The Wayland Situation: Facts About X vs. Wayland
Written by Eric Griffith in Display Drivers on 7 June 2013. Page 1 of 1. 284 Comments

With the continued speculation and FUD about the future of Wayland at a time when Canonical is investing heavily into their own Mir Display Server alternative, Eric Griffith with input from Daniel Stone have written an article for Phoronix where they lay out all the facts. The "Wayland Situation" is explained with first going over the failings of X, the fixings of Wayland, common misconceptions about X and Wayland, and then a few other advantages to Wayland. For anyone interested in X/Wayland or the Linux desktop at a technical level, it's an article certainly worth reading!

Introduction

An overview of the problems, fixes and features in relation to X and Wayland. Written by Eric Griffith, with input by Daniel Stone-- Ericg and Daniels in the Phoronix Forums, respectively. Edited and fact-checked by Daniel Stone. To be posted by Michael Larabel on Phoronix.

Released as per Creative Commons version 3, with Attribution.

This document was pieced together by a volunteer contributor using presentations from Keith Packard, David Airlie, Daniel Stone, Kristian Høgsberg; as well as the X11, X12, and Wayland Wiki & Freedesktop.org pages, and by direct question-answer sessions with developers.

Since its first announcement many years ago there has been much information, misinformation, misconceptions and sheer FUD spread about Wayland-- the next-generation replacement for the X Window System. This overview hopes to clear up the "Wayland-Situation."

The Failings of X

Personally I believe that the benefits, and point, of Wayland are best understood in the point-of-view of X's faults and failings. So let's get started...

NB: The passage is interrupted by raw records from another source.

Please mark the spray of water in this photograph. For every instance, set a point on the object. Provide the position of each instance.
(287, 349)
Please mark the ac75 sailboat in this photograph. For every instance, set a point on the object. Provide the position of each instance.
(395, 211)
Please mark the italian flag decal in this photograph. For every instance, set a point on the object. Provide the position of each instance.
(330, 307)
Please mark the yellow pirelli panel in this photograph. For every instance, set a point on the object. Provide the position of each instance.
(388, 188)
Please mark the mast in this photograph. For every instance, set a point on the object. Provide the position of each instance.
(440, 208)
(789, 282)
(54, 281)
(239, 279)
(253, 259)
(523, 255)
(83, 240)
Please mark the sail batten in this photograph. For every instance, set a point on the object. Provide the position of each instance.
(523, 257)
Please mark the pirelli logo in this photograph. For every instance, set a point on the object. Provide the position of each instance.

I) We've spent the last 10 years or so “fixing” the X server by wrapping it in more and more extensions and plugins. Problem with that though is...X only has minimal versioning support in its extension system.

            A) Versioning is handled per client, not per bind. So if your app supports one version of a given extension but your toolkit supports another, you can't predict which version of that extension you will get.

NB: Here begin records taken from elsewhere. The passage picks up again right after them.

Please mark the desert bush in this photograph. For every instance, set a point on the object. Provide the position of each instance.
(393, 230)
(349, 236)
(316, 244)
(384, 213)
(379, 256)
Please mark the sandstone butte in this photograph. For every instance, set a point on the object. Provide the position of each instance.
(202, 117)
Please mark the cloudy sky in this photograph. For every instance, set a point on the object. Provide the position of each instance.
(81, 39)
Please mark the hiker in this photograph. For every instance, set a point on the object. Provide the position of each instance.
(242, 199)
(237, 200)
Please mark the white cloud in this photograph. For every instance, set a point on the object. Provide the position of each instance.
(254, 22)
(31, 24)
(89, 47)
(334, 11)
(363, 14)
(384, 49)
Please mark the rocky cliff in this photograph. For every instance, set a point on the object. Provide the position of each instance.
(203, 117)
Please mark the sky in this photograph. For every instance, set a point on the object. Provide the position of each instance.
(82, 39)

            B) Theoretical example: Rekonq supports Xinput 2.2. Kdelibs support Xinput 2.0, Flash plugin only supports Core X11...all of those things are gonna fight over what version of Input “Rekonq” supports and in the end you're gonna get one version to support everything...may not be the version that EVERYTHING supports though.

            C) If you're lucky, you will be given the lowest version supported and everything will hopefully work fine. If you're unlucky you will be given the highest version support and you will be sending useless, potentially error-ridden data between the client and the X server.

II) X has 4 input subsystems: Core X11, Xinput 1.0, Xinput 2.0 and Xinput 2.2. Xinput 1.0 has been scrapped, but the remaining three are more co-dependent than independent. As Daniel Stone put it “There's about three people who REALLY understand how the Input subsystems are all held together...and I really wish I wasn't one of them.”

III) Many years ago, someone had an idea “Mechanism, not policy.” What did that mean? It means that X has its own X-Specific drawing API, it is its own toolkit like GTK+ or Qt. It defined the low-level things, such as lines, wide-lines, arcs, circles, rudimentary fonts and other 'building block' pieces that are completely useless on their own. Note from Daniel: “Funny Story: Wide lines have to be pixel-perfect with the spec, which defines them to look ugly.”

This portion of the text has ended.